Who could blame Florida for being a little overly cautious?
Floridians do have good reason to fear here:
Hurricane Irma was born near the Cape Verde Islands, which makes her a potentially powerful and long lasting storm, which is also difficult to predict.
Storms that are formed near the Cape Verde Islands typically end up being quite powerful because a tropical wave forming can move westward over an unusually large area of open ocean, where they face no obstacles such as land masses to slow them down.
Thus they build power over the warm ocean water.
Some of the powerful Cape Verde storms that have caused the most damage in the U.S. were: Matthew 2016, Ivan 2004 and Gloria 1985.
And if you were wondering just exactly where Cape Verde is? Cape Verde is a set of islands with a population of about 500,000 off the northwest coast of Africa, near Senegal.
It’s difficult for forecasters to predict much more than 3 days out as to what a hurricane’s path will be, how big it will be and how much potential damage it will cause because, well, it’s weather and living here in Colorado, we know it can change at the drop of a dime due to many factors, so a hurricane is just as difficult to actually predict.
With a hurricane that was born near the Cape Verde Islands, all the variables that affect the path of such a fast-moving, rapidly changing storm are what make her so hard to pin down. Variables such as ocean temperatures, currents and storm activity elsewhere, make it very difficult for forecasters to figure out where that storm is going to hit 5 days ahead of time much less 3.
Again, things could change rapidly.
So while forecast models show it hitting Florida right now, no one knows yet just how powerful Irma will be by Saturday.
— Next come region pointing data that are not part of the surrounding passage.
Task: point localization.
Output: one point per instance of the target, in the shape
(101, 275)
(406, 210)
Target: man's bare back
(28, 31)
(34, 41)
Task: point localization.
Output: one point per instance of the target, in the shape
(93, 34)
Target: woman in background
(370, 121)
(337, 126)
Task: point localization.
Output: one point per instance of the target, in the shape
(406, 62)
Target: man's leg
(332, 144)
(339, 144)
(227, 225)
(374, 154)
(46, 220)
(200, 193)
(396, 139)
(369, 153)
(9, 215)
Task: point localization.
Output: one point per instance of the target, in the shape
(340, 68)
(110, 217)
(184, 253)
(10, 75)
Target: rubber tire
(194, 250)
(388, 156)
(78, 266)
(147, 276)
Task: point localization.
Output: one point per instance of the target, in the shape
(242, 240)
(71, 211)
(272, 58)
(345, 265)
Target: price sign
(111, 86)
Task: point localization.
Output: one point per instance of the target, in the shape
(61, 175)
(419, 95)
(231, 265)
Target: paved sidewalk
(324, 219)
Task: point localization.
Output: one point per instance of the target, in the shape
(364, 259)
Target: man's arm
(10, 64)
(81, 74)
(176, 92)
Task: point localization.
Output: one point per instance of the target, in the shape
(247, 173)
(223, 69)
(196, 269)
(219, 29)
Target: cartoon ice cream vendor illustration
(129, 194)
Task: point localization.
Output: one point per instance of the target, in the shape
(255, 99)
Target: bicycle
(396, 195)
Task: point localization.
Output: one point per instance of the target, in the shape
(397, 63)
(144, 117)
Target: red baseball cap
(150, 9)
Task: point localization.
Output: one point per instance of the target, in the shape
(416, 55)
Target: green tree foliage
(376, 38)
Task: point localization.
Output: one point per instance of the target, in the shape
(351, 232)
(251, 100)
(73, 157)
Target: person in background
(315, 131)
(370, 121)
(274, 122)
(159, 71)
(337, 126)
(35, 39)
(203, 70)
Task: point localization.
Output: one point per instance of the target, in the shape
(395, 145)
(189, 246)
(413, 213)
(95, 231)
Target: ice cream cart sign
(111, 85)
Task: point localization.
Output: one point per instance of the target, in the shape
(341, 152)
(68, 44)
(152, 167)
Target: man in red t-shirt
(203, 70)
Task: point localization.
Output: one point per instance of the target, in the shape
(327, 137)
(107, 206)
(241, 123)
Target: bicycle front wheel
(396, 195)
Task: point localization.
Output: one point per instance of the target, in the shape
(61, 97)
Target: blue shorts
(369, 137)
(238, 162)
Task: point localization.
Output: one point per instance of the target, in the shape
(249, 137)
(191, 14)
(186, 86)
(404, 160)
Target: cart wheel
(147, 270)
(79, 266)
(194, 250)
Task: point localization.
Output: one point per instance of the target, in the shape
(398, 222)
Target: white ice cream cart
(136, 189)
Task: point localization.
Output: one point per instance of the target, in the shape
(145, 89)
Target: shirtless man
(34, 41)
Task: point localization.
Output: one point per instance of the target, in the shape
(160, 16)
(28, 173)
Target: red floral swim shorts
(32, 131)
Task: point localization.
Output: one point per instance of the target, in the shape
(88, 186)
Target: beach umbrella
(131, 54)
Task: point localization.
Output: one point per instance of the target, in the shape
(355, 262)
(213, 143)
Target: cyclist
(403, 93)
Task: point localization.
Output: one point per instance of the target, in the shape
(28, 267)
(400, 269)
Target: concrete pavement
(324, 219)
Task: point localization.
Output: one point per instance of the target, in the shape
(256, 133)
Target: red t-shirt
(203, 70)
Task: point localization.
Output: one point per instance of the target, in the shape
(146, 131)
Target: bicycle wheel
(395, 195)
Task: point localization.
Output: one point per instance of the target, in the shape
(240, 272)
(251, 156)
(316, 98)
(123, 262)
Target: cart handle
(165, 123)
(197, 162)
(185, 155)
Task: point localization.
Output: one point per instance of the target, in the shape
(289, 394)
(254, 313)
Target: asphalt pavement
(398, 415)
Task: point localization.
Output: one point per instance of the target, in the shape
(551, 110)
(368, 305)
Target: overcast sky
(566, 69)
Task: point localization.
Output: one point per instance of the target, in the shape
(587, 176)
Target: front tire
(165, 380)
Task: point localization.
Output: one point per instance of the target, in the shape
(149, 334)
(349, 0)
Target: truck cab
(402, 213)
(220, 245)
On another Debbie-Downer note, Florida simply is not a real good hurricane buffer for the United States.
Hurricanes draw strength from warm ocean waters and usually weaken over land, which of course denies them fuel.
However, Florida happens to have a pretty thin peninsula which unfortunately allow for storms to recharge over water again, yes again and pretty darn quickly.
Katrina, which was devastating to Louisiana in 2005, crossed Florida first.
Andrew also went on to hit Louisiana.
Hurricane Donna made an abrupt right turn over Florida in 1960 before heading north to blow hurricane-force winds into the mid-Atlantic and New England.
Hurricane Andrew which hit in 1992 was the last Category 5 storm to hit Florida.
The storm went on to killed 61 people while damaging or destroying more than 125,000 homes, according to the National Oceanic and Atmospheric Administration.
According to Weather Underground, there have been 35 Category 5 storms in the Atlantic since 1924, and only three hit the U.S. while at Category 5 strength.
Currently, hurricane Irma is packing winds sustained at 185 mph, which makes her hit that category 5 mark because any storms sustaining winds of above 156 mph are considered Category 5 on the Saffir-Simpson scale.
Hurricane Irma also happens to be 120 miles wide and is expected to grow in strength and size, while the Florida peninsula sits at 160, yes 160 miles wide and is not expected to get any wider, anytime soon.
In Miami-Dade, they only have 2 roads out, yes I said that right, 2. I-95 and the Florida Turnpike. Evacuations began today, and everyone is going in the same direction.
Florida’s highway system is interesting as well, because most of them are toll roads, you don’t have any back roads you can take to get anywhere.
They basically built the highway system to make money and cut off all of the side road business with that in mind. You can’t just drive around the highway to get anywhere.
One of the most dangerous things out of a hurricane this strong happens to be the wind because the flooding starts much later than the winds do. The winds from a storm this strong can uproot trees, cars, roofing, fences and the like which is what will cause the initial damage and destruction.
Then the flooding.
So yes, Floridians have every reason to fret, worry and start evacuations.
My dad lives in Florida and I worry, I have to keep reminding and telling myself that Irma could very well change her mind here and not make landfall as a category 5.
In a state like Florida, what do you do when the hurricane is as big as your entire state?